Le di las gracias a mi madre y cerré la puerta tras de mí. Escuché el ruido de sus pasos alejándose antes de descolgar con un lacónico dígame de mano palpitante. Era él. Habíamos quedado hacía semanas, sino meses, en que no volveríamos a vernos. Me gustaba su voz como de rocas. Su actitud inquietante, como si aquello que hacía o decía fuera lo último en nuestras vidas. Me gustaba su sonrisa triangular, su manera lenta de acercarse a mí, sus ojos de túnel. Había viajado a Moscú de paso de Ecuador y me había traído un regalo. Nos vimos en su casa de la sierra, en esos encuentros que tienen el halo turbio y delicioso de lo prohibido —y más a los veinte—. Bebimos vodka y soñamos, porque aquel era nuestro tiempo. Él estudiaba arquitectura, pero quería ser pintor, yo estudiaba Derecho, pero quería ser escritora. Vivíamos una bohemia de libro, de poemas, de cuadros. Nos veíamos en París, viviendo en una buhardilla fuera de su época: tomaríamos café au lait en una mesa cercana a la de Modigliani y pasearíamos, al atardecer, por las orillas del Sena, buscando esos lugares propicios al amor —los bancos fríos, las escaleras rotas de subida a Montmartre—. Tengo el recuerdo nítido de aquella tarde y, sin embargo, siento que nunca pasó. Solo la muñeca rusa que aún guardo en lo alto de un armario es su testigo. A veces la busco y recorro con mis dedos la pequeña cesta que tiene entre las manos, con unas setas en su interior. Ella permanece incólume junto con sus cabellos rubios, su pañuelo de grecas, su delantal de bordados con flores.

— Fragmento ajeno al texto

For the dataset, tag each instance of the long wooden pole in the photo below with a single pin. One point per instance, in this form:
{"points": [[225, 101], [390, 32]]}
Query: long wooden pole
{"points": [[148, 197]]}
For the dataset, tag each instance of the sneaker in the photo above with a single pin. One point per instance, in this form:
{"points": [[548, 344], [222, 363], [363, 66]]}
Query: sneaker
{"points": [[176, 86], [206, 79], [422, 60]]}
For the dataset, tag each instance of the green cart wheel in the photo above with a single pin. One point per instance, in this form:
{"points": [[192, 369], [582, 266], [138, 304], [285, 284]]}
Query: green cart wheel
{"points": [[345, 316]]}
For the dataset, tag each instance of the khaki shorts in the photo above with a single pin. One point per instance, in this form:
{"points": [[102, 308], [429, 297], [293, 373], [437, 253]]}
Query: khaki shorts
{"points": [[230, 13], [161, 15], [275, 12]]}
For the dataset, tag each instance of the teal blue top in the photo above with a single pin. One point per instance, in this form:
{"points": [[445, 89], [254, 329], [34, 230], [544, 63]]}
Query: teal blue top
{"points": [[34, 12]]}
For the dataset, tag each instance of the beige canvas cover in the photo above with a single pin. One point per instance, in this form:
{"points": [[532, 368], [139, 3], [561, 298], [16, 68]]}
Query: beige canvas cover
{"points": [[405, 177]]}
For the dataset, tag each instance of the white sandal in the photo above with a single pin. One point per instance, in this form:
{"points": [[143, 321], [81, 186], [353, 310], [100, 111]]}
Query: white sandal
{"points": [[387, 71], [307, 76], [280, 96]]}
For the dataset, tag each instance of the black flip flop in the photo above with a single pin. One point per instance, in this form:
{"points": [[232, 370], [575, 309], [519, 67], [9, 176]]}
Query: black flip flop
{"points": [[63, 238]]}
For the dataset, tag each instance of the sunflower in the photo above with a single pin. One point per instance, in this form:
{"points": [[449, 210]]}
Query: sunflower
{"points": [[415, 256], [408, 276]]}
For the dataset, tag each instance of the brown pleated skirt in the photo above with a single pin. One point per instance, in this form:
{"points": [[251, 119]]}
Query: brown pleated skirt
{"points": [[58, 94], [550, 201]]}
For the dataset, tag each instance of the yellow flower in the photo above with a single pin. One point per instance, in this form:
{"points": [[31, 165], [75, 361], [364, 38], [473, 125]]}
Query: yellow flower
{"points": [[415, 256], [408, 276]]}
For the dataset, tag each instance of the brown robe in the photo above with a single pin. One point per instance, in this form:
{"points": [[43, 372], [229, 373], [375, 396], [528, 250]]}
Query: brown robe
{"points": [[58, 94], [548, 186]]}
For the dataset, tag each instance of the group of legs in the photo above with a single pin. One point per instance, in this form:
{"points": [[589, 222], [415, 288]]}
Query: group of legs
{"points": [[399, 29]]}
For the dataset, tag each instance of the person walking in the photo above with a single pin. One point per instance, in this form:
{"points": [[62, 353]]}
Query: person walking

A ese encuentro le siguieron otros, pero todos tenía el hálito de lo irrealizable, de lo que solo pertenece al momento en que se vive. Nuestra historia se fue deshilachando como las nubes y quedó en aquellos recuerdos por los que uno se pregunta y culpa a la juventud, al destino, para no culparse demasiado a sí mismo. Hasta que se puso por medio un océano, el Atlántico. Él se fue con una beca a Buenos Aires. Nada habíamos soñado sobre las jacarandas en primavera, inflamando la ciudad de violeta, ni habíamos bailado tango en aquella discoteca de verano de la sierra madrileña, que ya cerró, sino pop español. Y en él quedó atrapada nuestra historia. En un puñado de estribillos de canciones que aún me remueven cuando saltan de la radio del coche sin avisarme. Todo quedó en aquel: “me cuesta tanto olvidarte”, de Mecano, o en “quiero ser el único que te muerda la boca”, de Los Rodríguez. Y más allá de esos poetas urbanos, quedó esa esperanza oculta que se tapa con la nada cotidiana, ese juego privado de pensar: y si me lo encontrara ahora, con el paso de los años, y pudiéramos hablar de lo que ocurrió y no ocurrió; quedó en ese preguntar por él a los amigos comunes, a veces con disimulo, y saber que no sé casó, que vivió en China, en Colombia, pero nunca en París, ni yo tampoco. Y en ese esperar íntimo, secreto, que tarda años en aparecer y que se desvanece pronto, suave, calificado de tontería, la vida transcurre, pasa, hasta que sin saberlo te da la última oportunidad, sin tú saberlo, insisto, sin tú esperarlo, que es como la vida actúa. Un cruce de caminos en Bogotá que yo dejo pasar, porque habrá, me digo, otro momento que no hubo. Un año después, a través de una amiga común, me enteré de lo que no querían que me enterase porque estaba escribiendo una novela con prisa editorial, me enteré de que se había ido, así sin más, para siempre y por su mano. Me ahogué y salí a la calle. ¿No han sentido alguna vez que el mundo no puede continuar como hasta entonces? Los coches circulando por las calles, el viento agitando las hojas de los castaños de Indias, el hombre que saca al perro, cruza la calle y sonríe. La vida no puede seguir así sin más y, sin embargo, sigue.